To run an Uhoh Client on a host, only the uhoh.jar file from the Uhoh distribution is required to be present on that host. Copy this file to a folder on the host to be monitored and run the following command to start the Uhoh Client:
java -cp uhoh.jar com.uhoh.Client 8888
Port 8888 is the default Uhoh Server to Uhoh Client UDP broadcast port. If you have configured your Uhoh Server to use an alternative port, specify that port instead.
The Uhoh Client will listen for UDP broadcast advert messages from the Uhoh Server and on receiving such a message will request a configuration. Uhoh Clients, by default, request a configuration with the name of the host that the Uhoh Client is running on.
If you are running Uhoh in an environment that doesn't support UDP broadcast (for example Amazon Web Services), then you will need to specify the IP address or addresses of Uhoh Servers when starting an Uhoh Client using the servers parameter:
java -cp uhoh.jar com.uhoh.Client 8888 servers=10.1.1.1,10.1.1.2
The Uhoh Servers are specified as a comma-separated list of IP addresses or DNS names. The Uhoh Client will poll each Uhoh Server in the list until one of them responds with a configuration file.
It is also possible for the Uhoh Client to specify exactly which configuration file it should use from the Uhoh Server's 'clientconfigs' library rather than requesting a configuration file with the same name as the host that the Uhoh Client is running on. To do this, use the optional type parameter when starting the Uhoh Client:
java -cp uhoh.jar com.uhoh.Client 8888 type=webserver
The 'type' parameter would be most commonly used in highly dynamic environments where virtual hosts are started frequently and the Uhoh Clients running on these hosts can inform the Uhoh Server of the type of host that has been started, rather than relying on hostname (which may be dynamically assigned).
Each host to be monitored by Uhoh requires an Uhoh Client Configuration File. This file is placed within the clientconfigs folder on the Uhoh Server host. The file's name is the name of the host to be monitored. When an Uhoh Client is started on a host, the Uhoh Client will request a monitoring configuration file named with that host's name from the Uhoh Server.
The Uhoh Client Configuration File for each host contains sets of directives. These directives specify the types of monitoring operations that the Uhoh Client should perform. All directive types are described below.
Alerts sent from Uhoh Clients to Uhoh Servers are labelled with a comma-separated list of tags. These tags are to be used by programs which consume the server's Log Stream and are used to differentiate between alert types. There are also three special tags - RED, AMBER and GREEN. Alerts tagged with these values will appear in the Fault Management View provided by the Uhoh Server's built-in web server as well as the Log Stream.
If the alert message or alert tags contain the string #hostname#, then this string will be replaced by the name of the host that the Uhoh Client is running on.
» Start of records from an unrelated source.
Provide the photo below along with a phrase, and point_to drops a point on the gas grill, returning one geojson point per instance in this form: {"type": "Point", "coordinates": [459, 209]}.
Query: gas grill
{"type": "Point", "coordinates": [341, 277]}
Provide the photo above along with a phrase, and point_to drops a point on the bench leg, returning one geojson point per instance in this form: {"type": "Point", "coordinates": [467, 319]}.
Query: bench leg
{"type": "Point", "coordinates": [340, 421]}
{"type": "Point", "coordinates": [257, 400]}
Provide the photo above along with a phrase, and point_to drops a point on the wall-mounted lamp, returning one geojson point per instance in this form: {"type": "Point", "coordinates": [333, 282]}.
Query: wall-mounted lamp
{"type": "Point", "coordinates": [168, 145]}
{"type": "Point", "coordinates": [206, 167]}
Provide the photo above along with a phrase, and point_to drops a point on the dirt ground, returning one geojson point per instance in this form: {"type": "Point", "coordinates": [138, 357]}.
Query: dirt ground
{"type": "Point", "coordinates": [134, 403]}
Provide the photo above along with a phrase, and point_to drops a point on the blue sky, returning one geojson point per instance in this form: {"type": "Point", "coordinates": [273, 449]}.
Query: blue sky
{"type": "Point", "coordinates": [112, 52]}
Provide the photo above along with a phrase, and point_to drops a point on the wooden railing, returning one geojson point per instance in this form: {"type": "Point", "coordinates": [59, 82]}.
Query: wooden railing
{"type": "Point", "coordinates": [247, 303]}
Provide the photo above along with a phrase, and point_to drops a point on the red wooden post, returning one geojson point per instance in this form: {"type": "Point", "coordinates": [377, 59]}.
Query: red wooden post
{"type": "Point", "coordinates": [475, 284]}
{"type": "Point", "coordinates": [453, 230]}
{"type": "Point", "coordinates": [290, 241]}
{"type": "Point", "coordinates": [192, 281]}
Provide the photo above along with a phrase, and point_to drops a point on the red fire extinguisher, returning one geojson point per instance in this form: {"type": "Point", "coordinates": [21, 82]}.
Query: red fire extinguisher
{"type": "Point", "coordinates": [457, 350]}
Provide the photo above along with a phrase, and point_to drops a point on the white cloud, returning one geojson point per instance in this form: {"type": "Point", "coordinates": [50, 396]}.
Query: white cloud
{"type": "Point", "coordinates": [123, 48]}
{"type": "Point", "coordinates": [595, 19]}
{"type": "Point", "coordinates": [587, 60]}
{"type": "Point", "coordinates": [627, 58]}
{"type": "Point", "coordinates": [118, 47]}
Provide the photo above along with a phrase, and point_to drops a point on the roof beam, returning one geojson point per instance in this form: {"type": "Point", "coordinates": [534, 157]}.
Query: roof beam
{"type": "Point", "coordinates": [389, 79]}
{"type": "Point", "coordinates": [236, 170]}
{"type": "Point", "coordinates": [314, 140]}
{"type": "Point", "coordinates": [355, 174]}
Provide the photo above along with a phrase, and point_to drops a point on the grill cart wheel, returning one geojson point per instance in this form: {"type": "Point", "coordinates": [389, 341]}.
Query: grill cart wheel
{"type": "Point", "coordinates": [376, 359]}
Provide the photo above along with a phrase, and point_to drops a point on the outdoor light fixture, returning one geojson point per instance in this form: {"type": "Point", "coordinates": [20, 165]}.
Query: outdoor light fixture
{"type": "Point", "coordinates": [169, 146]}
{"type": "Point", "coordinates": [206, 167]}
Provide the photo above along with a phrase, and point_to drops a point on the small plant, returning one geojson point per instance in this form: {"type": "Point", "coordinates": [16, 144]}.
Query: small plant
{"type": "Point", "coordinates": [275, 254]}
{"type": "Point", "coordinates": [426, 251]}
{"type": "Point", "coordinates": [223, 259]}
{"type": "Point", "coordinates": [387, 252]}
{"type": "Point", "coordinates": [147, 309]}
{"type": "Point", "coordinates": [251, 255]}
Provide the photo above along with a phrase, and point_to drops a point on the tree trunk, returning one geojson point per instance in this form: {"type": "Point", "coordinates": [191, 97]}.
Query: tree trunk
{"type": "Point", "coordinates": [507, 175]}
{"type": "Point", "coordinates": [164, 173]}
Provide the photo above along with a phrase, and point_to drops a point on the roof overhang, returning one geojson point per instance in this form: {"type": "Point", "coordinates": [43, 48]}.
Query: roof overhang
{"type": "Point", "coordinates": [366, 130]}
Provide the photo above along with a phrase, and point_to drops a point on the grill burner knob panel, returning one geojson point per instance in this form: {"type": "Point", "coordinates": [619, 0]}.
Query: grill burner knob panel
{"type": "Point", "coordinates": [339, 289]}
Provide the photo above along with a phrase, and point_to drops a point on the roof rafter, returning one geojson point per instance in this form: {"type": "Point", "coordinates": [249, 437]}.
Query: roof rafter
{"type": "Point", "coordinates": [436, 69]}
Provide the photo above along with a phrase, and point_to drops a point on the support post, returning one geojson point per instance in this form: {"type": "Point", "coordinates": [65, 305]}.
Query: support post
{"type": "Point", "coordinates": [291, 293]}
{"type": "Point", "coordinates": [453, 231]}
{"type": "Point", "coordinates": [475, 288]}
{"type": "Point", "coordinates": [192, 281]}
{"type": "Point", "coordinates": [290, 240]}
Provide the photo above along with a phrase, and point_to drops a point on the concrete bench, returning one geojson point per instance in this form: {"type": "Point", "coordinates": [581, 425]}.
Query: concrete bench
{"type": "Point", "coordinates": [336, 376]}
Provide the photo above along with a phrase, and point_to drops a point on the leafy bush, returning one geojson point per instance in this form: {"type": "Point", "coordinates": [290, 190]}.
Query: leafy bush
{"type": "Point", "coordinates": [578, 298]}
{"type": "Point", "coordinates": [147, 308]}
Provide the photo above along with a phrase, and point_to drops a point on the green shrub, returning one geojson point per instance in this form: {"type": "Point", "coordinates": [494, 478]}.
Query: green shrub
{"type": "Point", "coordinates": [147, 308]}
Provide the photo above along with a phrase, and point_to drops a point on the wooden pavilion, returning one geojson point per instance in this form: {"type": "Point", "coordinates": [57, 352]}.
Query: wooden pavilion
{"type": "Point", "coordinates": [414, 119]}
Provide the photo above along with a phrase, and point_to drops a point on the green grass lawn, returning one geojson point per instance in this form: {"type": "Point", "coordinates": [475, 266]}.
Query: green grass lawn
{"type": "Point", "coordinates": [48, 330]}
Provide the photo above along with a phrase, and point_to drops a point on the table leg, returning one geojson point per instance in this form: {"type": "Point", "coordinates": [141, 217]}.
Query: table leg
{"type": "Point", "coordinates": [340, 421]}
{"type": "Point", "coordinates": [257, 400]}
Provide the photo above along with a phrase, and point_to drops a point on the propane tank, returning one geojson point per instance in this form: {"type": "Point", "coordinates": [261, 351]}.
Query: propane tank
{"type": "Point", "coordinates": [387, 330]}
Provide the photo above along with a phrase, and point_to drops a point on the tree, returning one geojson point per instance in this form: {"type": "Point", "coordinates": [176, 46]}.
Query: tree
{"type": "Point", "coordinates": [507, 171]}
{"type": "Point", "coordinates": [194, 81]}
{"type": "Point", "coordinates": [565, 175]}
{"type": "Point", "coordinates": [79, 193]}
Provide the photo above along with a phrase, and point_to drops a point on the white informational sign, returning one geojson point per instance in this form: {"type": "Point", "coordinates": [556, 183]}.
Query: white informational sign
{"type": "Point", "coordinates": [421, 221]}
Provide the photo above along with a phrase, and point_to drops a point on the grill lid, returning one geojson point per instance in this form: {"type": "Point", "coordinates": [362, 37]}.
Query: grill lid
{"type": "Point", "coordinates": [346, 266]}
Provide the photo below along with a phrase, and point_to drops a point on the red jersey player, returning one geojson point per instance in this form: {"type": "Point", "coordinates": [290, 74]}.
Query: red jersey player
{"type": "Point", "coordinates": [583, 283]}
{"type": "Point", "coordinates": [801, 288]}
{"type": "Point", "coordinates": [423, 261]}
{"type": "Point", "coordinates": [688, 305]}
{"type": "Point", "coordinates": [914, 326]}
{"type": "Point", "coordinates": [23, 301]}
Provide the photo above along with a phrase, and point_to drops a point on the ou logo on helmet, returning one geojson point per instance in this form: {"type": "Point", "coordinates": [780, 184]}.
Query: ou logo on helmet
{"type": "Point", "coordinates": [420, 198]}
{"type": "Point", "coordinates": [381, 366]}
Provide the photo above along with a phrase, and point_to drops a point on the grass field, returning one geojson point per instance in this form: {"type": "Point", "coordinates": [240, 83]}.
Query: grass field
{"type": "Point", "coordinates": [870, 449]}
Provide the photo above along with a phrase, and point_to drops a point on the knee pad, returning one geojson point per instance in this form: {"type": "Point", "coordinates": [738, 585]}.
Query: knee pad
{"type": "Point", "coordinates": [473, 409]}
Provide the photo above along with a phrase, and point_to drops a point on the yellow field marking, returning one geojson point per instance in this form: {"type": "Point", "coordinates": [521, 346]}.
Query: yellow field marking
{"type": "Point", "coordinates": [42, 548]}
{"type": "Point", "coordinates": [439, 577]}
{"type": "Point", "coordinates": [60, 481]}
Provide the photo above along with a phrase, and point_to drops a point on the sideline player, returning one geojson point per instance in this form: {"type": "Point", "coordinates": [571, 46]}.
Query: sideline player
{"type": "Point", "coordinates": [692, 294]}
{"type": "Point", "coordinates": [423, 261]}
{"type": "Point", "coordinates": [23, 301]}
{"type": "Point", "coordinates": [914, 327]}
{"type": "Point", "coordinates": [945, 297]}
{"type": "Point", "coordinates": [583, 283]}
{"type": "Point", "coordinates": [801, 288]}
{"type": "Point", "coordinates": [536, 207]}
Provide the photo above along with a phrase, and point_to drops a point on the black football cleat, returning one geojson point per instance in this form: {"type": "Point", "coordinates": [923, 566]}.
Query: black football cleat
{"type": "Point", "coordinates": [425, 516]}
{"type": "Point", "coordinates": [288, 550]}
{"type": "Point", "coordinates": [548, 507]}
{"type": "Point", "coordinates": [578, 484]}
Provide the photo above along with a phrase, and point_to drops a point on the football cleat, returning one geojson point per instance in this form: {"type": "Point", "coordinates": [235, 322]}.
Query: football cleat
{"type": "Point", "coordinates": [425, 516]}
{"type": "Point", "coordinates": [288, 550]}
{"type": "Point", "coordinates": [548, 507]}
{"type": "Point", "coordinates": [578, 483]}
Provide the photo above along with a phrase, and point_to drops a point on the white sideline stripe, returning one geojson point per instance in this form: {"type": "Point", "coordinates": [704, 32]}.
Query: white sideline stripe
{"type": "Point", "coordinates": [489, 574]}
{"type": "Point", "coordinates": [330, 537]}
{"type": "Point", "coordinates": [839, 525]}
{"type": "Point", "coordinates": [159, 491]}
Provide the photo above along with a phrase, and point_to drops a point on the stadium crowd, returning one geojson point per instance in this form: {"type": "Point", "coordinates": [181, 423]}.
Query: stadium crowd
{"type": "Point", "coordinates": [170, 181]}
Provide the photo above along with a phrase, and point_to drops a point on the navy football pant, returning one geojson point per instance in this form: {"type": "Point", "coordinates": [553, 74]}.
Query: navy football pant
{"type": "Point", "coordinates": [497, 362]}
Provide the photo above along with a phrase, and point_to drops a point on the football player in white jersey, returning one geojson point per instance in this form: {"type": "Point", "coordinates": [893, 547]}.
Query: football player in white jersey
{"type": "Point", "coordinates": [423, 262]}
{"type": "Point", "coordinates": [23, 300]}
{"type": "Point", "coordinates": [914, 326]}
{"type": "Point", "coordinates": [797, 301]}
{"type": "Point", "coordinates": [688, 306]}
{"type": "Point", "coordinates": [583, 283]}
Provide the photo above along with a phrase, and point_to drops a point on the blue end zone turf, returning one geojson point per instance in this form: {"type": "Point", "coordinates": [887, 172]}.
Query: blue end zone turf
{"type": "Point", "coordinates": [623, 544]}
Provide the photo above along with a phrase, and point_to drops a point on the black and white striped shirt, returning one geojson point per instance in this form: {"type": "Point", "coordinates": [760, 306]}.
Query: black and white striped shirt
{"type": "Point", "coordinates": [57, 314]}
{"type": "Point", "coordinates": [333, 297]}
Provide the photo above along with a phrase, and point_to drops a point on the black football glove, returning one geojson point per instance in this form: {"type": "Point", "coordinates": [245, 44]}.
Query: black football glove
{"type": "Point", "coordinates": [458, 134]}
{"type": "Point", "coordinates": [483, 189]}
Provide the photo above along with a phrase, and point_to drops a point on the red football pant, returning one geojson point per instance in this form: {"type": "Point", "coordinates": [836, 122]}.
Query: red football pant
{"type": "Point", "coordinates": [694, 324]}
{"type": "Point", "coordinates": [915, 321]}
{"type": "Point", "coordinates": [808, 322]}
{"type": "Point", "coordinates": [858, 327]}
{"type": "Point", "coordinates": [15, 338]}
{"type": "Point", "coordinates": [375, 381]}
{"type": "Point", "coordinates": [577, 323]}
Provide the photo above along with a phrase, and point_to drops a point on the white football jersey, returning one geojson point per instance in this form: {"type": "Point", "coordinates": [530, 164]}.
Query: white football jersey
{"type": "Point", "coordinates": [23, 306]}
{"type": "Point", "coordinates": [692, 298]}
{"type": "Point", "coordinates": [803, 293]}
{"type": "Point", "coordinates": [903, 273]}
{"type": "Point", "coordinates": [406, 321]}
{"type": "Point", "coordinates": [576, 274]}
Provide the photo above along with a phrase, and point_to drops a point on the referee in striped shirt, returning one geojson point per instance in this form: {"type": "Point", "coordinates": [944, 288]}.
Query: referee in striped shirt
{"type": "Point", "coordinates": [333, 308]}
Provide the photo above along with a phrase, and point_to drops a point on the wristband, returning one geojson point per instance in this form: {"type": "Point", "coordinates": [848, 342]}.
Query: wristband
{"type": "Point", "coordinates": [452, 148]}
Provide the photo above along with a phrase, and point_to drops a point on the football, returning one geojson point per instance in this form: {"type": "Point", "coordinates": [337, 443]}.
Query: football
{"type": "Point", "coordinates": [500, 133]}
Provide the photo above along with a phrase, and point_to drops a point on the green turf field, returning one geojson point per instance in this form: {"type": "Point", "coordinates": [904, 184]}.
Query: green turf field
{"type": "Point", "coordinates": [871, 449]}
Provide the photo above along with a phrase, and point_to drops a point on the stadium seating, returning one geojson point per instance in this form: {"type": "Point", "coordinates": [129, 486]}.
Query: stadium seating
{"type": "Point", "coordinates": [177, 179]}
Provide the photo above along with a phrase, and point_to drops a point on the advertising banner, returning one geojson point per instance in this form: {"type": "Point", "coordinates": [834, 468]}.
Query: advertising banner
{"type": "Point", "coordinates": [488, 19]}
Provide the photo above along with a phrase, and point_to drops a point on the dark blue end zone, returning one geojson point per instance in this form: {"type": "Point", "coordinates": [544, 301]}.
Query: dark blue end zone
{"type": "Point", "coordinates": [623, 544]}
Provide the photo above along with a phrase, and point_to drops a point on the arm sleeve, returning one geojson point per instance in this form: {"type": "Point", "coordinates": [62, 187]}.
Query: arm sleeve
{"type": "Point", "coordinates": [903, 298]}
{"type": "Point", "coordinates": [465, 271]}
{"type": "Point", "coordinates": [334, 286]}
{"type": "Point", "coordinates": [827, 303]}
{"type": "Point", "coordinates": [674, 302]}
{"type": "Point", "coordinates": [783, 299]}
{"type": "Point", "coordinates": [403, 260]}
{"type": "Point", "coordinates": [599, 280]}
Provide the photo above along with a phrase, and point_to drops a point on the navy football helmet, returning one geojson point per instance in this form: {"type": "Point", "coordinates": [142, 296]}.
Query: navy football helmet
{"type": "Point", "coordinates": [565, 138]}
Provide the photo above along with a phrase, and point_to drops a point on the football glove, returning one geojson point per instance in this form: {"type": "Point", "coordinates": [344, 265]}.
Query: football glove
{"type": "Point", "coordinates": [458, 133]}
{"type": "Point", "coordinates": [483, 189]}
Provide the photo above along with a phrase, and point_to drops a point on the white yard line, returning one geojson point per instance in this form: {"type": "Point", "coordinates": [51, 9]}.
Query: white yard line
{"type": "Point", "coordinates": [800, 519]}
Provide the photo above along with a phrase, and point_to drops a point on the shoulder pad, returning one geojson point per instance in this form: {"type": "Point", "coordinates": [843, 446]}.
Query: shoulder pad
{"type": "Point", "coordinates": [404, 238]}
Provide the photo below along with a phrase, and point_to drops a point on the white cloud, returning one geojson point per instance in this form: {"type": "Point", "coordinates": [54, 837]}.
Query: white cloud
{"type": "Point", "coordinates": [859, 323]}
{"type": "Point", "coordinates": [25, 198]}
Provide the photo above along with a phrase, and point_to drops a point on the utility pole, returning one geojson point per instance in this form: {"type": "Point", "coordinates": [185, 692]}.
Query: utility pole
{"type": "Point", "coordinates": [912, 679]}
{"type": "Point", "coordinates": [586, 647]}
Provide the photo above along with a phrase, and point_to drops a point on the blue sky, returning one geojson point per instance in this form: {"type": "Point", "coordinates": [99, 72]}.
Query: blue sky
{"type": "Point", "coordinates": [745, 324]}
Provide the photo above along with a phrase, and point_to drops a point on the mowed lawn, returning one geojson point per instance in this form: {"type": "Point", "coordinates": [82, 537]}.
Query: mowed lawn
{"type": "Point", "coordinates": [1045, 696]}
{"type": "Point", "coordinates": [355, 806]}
This feature is useful for tagging alerts as originating from a specific host.
The following directives are used to initiate collection of textual information from log files:
The alert_all directive configures the Uhoh Client to consume a log file and triggers an alert each time a line containing a particular string match is found. This directive is used as follows:
file: <log_file_name>
match: <regular_expression>
alert_all: tags=<tags>
You can also add an optional active directive which describes when this check will be active. The parameter supplied to the active directive is a comma-separated list of <days>;<hour/min-hour/min> items.
The active directive can be used with any alert directive type.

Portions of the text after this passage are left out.